Elroy sighed, folded his hands on the tablecloth. “I said, that is my mistake. I was not sure if you would listen to me. About your wife, it’s this way. I have some friends in the investigating business. I can’t say more about them. But one of them has been following a person I have had some trouble with before and in the course of that he turned up your wife’s name. This man and your wife have something going on.” He paused, but Agon’s expression didn’t change. “I’m sorry to tell you, but my investigator said this man is having an affair with your wife.”
Agon looked into the distance. “She has had many affairs.”
 
; Elroy seemed taken aback. He cleared his throat.
“Well, I just thought you would like to know that. I thought if I told you who it was, you might return a favor and allow Senator Prince to introduce the Academy choir.”
Agon laughed.
Elroy said, “Well, he is a state senator. Everyone knows him.”
“Don’t you think he would . . . tarnish our image?”
“Well, yes. But what I was thinking was how good it would look for you if you were the one who inspired this well-known senator to confess his bad ways in public. Do you see?”
Agon frowned. He signaled the waiter for more coffee. He watched the Cuban. He could see it in him. He was definitely a Pre-Futurist. Moreover, he was handing the Pre-Future to Agon. If Agon could only grasp it.
“I suppose that would be exactly what the editorial in the paper was getting at, wasn’t it?”
“I think so, yes.”
Agon closed his eyes momentarily. Behind him—blank. All he could see was ahead. And it was in his vision. A crowded stage in a crowded tent. A choir of angels. A rank of preachers. A microphone. Agon at the microphone, introducing what he felt might be the most important moment of the entire festival. A moment in which the lamb was already with the lion and the sinner had risen to the heavens and the lame had thrown away their crutches and the jewel was in the lotus. And now—no, no, hear me out—now I introduce to you . . .

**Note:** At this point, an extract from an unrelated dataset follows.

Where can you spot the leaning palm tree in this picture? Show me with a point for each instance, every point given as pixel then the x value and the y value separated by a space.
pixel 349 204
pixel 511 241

Agon smiled. “Whether you know it or not, you are a good man. Are your sure Mr. Prince is truly ready for this?”
“I don’t know why else he would have come to me.”
“You say you’ve done business with this man?”
“I’ll just say he owes me a favor. I like to not say too much about such things. And no, it’s not that I like him very much, but, like you, I think some good may come out of what he has been in this way.”